The sun is not quite up, but the six fox squirrels at home in my backyard have roused from their nests and dash along the latticework of branches as I walk across the snow. They know what’s in my bag. Before I can put a handful of raw peanuts on the feeder, the boldest one runs down the trunk of the hickory tree. He stops, stretches and yawns, then takes in his mouth the peanut I offer.
What I bring are treats, not sustenance. Each fox squirrel needs about two pounds of nuts every week to keep running and leaping all winter long. It’s a high-energy lifestyle they lead, regardless of the season, and they do count its cost. They have an investment plan, a plan that’s all about food.
The squirrel pack quickly consumes my offerings. Then the bold male hops through the snow, stops abruptly, and plunges groundward, waving the flag of his tail.
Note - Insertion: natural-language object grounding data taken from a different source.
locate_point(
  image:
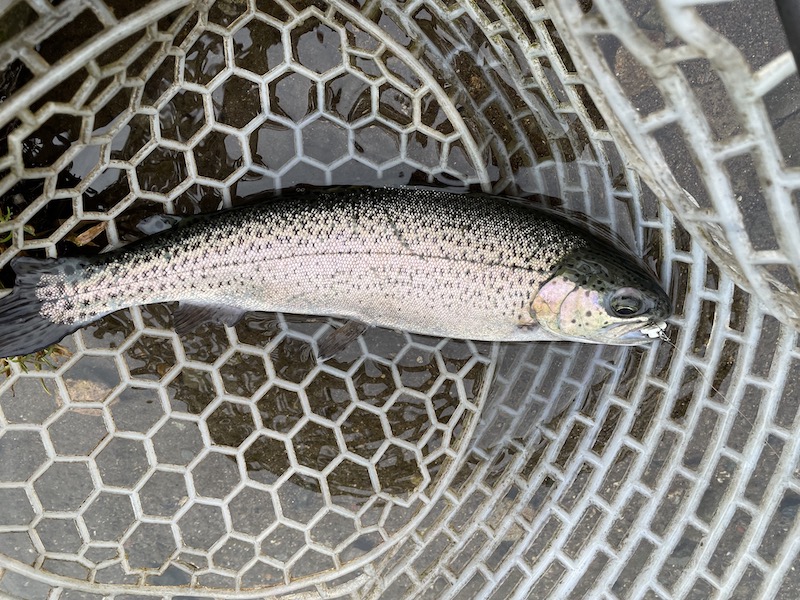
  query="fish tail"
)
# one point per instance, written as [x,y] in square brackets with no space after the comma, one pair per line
[23,327]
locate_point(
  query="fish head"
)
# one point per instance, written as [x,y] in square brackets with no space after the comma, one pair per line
[600,295]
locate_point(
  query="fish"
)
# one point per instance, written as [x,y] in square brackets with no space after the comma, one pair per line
[423,260]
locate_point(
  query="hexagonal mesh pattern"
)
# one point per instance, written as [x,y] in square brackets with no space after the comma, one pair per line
[228,463]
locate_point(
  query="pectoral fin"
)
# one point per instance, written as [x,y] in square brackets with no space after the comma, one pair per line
[188,316]
[338,339]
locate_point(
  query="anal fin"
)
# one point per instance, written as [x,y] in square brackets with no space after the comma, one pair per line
[338,339]
[188,316]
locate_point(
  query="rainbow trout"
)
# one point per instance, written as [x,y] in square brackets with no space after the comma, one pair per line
[468,266]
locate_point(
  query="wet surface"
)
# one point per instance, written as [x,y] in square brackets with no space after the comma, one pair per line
[230,458]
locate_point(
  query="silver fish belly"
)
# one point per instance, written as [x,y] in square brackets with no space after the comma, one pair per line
[422,260]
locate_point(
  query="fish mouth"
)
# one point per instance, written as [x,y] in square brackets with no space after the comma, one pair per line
[638,333]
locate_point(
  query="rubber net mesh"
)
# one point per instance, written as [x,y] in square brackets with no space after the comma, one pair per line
[227,463]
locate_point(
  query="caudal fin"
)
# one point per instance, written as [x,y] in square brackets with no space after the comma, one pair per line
[23,329]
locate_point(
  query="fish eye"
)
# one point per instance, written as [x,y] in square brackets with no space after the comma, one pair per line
[627,302]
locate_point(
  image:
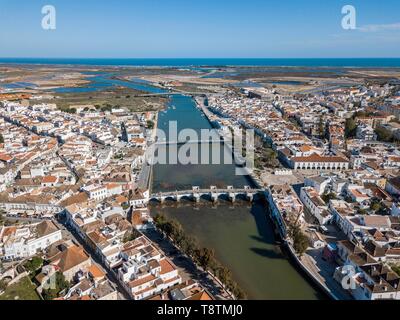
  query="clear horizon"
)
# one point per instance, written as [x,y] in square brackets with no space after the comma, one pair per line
[209,29]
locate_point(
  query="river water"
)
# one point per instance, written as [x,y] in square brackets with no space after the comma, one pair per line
[241,234]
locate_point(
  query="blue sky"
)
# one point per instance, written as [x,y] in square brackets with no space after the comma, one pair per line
[201,28]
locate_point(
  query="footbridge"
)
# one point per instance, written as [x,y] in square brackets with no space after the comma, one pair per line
[213,193]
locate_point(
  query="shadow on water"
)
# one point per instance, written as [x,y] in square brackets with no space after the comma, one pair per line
[266,236]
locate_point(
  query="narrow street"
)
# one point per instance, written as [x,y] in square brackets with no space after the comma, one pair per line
[111,276]
[186,265]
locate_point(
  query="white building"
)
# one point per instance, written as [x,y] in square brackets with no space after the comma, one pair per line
[24,242]
[313,202]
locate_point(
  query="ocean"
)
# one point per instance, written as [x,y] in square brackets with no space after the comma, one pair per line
[215,62]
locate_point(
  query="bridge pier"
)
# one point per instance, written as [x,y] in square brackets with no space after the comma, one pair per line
[250,196]
[214,197]
[196,197]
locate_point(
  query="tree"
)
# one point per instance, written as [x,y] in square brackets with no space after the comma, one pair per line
[60,285]
[384,134]
[150,124]
[205,258]
[300,240]
[130,235]
[1,218]
[329,196]
[3,285]
[321,127]
[350,128]
[33,264]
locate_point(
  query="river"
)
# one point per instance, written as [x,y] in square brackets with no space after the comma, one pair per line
[241,234]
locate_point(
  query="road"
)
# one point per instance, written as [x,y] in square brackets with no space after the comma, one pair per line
[186,265]
[111,276]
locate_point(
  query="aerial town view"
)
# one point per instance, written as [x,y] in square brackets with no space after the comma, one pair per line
[213,179]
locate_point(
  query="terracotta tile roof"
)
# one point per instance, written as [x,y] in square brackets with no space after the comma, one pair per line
[166,266]
[141,281]
[317,158]
[70,258]
[49,179]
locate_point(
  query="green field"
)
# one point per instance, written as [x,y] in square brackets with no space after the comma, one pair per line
[22,290]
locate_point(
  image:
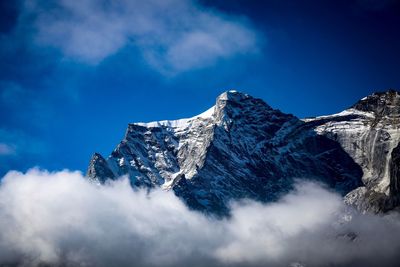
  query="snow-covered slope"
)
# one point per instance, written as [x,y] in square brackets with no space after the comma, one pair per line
[240,148]
[369,132]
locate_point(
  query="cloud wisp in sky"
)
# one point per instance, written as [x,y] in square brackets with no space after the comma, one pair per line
[62,218]
[173,35]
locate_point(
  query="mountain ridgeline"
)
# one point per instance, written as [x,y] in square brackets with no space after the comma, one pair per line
[242,148]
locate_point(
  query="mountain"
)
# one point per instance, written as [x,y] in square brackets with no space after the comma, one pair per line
[369,132]
[243,148]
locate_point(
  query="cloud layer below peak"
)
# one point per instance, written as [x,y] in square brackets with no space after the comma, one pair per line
[61,218]
[173,35]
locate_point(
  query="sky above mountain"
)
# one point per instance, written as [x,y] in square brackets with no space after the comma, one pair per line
[75,73]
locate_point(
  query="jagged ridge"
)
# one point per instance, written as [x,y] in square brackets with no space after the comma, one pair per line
[240,148]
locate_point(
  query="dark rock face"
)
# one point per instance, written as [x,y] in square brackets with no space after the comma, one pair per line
[240,148]
[98,169]
[394,167]
[381,104]
[370,133]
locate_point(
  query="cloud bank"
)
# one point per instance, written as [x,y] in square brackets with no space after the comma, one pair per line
[60,218]
[172,35]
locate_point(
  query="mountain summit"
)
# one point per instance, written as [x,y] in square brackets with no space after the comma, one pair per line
[243,148]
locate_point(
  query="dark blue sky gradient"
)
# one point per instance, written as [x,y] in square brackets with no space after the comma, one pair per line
[315,57]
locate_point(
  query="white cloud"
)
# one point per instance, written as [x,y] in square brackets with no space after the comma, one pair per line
[173,35]
[62,218]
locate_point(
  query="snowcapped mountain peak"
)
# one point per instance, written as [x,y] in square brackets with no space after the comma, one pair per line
[381,103]
[239,148]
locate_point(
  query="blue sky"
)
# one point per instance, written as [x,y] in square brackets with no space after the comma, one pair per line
[75,73]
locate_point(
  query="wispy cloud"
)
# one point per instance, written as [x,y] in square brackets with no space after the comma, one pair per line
[61,218]
[172,35]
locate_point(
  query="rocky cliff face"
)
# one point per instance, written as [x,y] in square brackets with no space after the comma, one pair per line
[242,148]
[369,132]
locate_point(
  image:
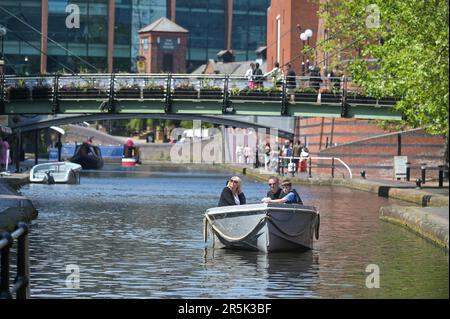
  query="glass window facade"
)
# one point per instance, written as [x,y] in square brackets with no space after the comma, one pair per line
[249,27]
[205,20]
[21,44]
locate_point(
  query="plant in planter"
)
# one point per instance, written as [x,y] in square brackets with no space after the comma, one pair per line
[360,98]
[185,91]
[42,91]
[305,94]
[18,92]
[128,91]
[154,91]
[208,91]
[84,90]
[333,96]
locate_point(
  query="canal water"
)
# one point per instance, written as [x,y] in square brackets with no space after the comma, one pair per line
[137,233]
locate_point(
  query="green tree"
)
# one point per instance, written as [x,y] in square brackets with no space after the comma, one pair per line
[395,48]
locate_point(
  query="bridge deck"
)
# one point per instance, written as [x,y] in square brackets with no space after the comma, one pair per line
[183,94]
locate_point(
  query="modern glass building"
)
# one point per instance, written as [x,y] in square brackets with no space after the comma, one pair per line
[215,25]
[43,35]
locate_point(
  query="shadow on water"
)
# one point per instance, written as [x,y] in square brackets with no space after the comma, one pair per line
[285,274]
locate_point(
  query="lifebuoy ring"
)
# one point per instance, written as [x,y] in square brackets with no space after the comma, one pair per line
[317,226]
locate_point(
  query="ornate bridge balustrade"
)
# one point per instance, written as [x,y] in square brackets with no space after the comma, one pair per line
[189,94]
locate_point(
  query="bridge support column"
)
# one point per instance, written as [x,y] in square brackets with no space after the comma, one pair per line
[36,147]
[18,151]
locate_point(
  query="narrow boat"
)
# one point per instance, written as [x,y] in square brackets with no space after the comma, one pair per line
[88,156]
[130,155]
[263,227]
[60,172]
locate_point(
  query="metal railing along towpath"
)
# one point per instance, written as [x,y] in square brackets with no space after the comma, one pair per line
[21,287]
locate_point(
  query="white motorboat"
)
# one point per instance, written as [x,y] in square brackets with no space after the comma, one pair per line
[59,172]
[263,227]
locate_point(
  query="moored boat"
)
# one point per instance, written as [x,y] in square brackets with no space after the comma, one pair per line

When he pops up, his mouth is bulged wide with an acorn. He knew it was there. He knew it was a red oak acorn, a rich energy gem. He buried it himself after a fall day’s feeding spree.
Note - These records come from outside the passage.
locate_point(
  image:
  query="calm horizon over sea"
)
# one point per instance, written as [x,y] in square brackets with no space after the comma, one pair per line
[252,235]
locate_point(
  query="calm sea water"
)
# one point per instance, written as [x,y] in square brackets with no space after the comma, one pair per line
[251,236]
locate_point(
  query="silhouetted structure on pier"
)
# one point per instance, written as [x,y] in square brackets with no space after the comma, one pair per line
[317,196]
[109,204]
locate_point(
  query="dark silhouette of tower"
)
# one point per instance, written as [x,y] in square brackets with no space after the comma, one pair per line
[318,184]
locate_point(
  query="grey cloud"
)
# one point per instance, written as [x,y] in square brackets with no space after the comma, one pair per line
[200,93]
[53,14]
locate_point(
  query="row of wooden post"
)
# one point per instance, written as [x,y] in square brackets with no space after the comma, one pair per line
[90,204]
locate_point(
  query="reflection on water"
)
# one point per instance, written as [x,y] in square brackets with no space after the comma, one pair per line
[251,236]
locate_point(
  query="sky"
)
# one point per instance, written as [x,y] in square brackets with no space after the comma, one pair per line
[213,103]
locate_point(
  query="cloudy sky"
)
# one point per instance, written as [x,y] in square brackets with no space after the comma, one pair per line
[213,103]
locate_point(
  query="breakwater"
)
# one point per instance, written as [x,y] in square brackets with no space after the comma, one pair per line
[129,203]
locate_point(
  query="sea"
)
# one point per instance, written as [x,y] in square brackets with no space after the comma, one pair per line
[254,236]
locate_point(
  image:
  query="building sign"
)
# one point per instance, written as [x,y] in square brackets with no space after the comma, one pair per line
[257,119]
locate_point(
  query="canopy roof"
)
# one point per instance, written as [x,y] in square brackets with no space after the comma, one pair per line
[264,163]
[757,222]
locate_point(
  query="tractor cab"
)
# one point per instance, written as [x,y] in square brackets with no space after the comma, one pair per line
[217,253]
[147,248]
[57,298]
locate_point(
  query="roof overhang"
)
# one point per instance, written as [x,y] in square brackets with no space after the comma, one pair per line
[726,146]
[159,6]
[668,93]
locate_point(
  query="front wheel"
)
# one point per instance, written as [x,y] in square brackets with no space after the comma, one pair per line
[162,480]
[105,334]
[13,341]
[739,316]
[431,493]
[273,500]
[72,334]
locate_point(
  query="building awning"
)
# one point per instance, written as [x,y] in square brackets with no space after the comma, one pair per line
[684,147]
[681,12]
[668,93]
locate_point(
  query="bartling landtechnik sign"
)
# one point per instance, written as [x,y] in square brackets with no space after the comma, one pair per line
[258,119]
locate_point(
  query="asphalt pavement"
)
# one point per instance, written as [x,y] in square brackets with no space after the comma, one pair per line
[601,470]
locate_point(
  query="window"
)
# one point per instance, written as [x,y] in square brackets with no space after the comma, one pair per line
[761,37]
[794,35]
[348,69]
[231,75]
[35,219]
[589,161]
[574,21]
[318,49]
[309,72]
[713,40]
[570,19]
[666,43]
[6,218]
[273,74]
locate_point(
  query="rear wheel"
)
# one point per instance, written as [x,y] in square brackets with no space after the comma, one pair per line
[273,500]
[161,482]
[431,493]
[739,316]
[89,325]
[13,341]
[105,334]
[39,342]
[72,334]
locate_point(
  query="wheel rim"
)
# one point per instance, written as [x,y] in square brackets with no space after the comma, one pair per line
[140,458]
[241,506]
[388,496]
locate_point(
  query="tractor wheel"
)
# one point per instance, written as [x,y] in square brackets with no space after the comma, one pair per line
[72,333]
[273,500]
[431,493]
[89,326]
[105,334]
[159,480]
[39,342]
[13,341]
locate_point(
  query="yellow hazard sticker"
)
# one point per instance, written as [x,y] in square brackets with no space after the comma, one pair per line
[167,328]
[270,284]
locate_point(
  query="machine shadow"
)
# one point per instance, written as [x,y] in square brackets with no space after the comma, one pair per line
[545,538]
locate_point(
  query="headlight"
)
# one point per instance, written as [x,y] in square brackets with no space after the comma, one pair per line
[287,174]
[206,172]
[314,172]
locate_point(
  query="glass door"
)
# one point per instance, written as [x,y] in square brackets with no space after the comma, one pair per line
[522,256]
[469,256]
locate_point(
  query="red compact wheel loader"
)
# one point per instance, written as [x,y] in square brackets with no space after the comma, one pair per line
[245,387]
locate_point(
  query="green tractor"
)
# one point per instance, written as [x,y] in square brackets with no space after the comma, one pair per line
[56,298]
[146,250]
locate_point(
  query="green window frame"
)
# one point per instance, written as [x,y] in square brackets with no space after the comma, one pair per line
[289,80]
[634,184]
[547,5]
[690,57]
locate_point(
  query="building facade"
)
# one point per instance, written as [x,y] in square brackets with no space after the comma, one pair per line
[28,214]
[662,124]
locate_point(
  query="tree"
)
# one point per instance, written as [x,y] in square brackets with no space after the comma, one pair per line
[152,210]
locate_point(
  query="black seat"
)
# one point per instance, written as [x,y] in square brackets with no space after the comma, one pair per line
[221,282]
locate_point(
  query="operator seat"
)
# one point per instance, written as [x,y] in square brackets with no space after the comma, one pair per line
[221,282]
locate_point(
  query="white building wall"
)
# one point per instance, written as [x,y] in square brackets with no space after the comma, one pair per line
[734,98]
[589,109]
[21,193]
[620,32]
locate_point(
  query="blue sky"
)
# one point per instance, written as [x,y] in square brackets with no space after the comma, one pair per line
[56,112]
Perched in the hickory and oak trees, he and his companions would speed eat—dropping nuts only partially consumed—working to add as much fat as possible, and as quickly as possible, in order to spend time on their main investment strategy. Glutted, the squirrels ran to the ground and scattered, burying nuts hauled from the trees. Each squirrel burying one nut at a time, time after time—it seemed a huge spill of energy. But it would have cost them more energy still—and been futile—to fend off the deer, turkeys, and raccoons that also crave the fat-dense nutmeats. Instead, the squirrels hid them, to keep for themselves the food that fuels their winter liveliness.
Not white oak acorns, though. Most of these they ate on the spot. Whites, they know, sprout within days, rendering them useless as food. But red oak acorns they wisely—and shrewdly—buried. Less tasty, yes, but reds stay unsprouted in the cold ground. Plus, they deliver a more powerful dose of energy, badly needed in the bleakest cold. These the squirrels took greater pains to protect, hiding them farther from the tree so thieves will be less likely to uncover them.
Including thieves of their own kind, always nearby and watching. Thus, my favorite male employed a bag of nut-burying tricks. He would dig a decoy hole—or two, or more—before depositing a nut. Or after. He came back later and reburied nuts in new places. Some of his stashes will be found, even under a carpet of snow, by the keen noses of his neighbors. And he will find some of theirs. Those are bonuses. What he depends on to survive the barren season is the power of memory.
I imagine him curled in his nest, a wind-tight ark of leaves and twigs high in the tree, each night consulting the map in his memory. On it is impressed not only the location of each nut, but also its kind. Which of the thousand shall he retrieve tomorrow, which shall he save for a colder day? Winter relentlessly tests the spirited life he leads. He does his utmost to answer, remembering one small buried treasure after another.